Une cafetière sur une table dans une pièce où des mannequins de bois attendent l'essayage, une école où l'instituteur remplaçant fait lire les élèves, des arbres dont les troncs parallèles se reflètent dans une mare forment un premier ensemble, des « visions réfléchies ».

Trois promeneurs font le tour d'une île mais ne peuvent ensuite franchir le gué quand la mer monte : c'est « le chemin du retour ».

Longeant la falaise, trois enfants marchent sur le sable : c'est « la plage ». Les oiseaux s'envolent à chaque fois que le trio se rapproche un peu trop.

Un acteur en cours de répétition tourne le dos à la salle, c'est « la scène ».

Quelques personnes dans un escalier mécanique, puis dans un souterrain scandé d'affiches publicitaires, toujours les mêmes, et enfin devant le portillon fermé de la station du métro forment « Dans les couloirs du métropolitain ».

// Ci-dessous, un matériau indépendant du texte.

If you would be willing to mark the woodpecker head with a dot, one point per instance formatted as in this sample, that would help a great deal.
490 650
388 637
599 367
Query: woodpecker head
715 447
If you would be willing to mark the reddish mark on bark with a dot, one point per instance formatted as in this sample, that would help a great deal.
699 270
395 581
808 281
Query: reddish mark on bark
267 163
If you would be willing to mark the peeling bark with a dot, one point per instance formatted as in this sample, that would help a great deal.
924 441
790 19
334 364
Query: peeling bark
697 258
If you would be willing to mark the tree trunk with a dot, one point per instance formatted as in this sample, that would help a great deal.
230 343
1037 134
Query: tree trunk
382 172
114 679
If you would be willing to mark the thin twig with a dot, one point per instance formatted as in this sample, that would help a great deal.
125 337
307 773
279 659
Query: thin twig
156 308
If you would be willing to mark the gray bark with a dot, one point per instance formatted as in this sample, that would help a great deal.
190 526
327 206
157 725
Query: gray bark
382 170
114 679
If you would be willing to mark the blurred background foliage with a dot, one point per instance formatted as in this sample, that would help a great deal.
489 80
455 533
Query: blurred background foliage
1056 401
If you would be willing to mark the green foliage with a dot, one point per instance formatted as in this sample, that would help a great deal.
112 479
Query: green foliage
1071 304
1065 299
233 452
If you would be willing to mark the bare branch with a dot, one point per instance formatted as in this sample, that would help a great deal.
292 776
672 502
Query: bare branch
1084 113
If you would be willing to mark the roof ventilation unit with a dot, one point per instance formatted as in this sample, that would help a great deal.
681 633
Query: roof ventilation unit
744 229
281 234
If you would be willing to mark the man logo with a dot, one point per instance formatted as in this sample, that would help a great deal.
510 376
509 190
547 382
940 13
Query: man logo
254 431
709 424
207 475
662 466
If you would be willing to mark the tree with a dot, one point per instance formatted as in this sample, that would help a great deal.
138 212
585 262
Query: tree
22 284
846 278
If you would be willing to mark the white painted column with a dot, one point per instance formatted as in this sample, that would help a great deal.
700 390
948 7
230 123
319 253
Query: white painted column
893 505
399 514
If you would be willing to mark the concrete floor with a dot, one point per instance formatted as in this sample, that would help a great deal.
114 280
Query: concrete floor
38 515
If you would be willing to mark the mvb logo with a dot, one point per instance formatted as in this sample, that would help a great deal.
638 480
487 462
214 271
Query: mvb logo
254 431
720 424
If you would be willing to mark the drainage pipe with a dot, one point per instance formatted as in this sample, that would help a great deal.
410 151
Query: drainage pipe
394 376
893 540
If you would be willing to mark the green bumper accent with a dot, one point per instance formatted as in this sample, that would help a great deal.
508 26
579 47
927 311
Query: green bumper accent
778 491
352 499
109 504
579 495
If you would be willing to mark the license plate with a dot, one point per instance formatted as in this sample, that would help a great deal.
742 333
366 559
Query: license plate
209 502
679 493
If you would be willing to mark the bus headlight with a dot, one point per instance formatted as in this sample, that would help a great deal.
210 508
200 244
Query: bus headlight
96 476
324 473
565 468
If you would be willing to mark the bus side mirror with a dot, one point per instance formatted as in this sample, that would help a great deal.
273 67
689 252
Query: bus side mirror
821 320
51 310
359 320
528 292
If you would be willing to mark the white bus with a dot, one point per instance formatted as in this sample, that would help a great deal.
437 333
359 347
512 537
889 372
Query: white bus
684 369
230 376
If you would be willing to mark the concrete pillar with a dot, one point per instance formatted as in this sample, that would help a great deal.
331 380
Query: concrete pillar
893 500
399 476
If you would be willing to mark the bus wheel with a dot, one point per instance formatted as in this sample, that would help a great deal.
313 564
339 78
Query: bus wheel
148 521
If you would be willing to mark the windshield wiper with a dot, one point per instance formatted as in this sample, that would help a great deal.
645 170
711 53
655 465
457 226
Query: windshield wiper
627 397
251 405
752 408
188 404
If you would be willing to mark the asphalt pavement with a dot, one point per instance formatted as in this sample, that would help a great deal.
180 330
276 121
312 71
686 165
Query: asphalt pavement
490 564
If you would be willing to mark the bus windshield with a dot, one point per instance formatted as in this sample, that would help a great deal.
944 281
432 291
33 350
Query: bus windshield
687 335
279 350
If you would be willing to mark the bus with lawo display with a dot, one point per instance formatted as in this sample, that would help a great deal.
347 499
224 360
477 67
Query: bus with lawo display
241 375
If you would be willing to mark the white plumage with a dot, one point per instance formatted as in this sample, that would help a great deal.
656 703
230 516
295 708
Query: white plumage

Par contraste avec ces images réalistes et quotidiennes, « la chambre secrète » offre la vision onirique d'une beauté nue et enchaînée que l'on vient de sacrifier dans un salle voutée, tandis que l'assassin s'échappe par l'escalier en colimaçon.

Ces « Instantanés », écrits de 1954 à 1962, illustrent assez bien les obsessions de l'auteur pour les miroirs, les reflets, les répétitions, les descriptions lentes de mouvements, la géométrie et enfin l'érotisme.

Alain Robbe-Grillet. Instantanés. Editions de Minuit, 1962, 109 pages.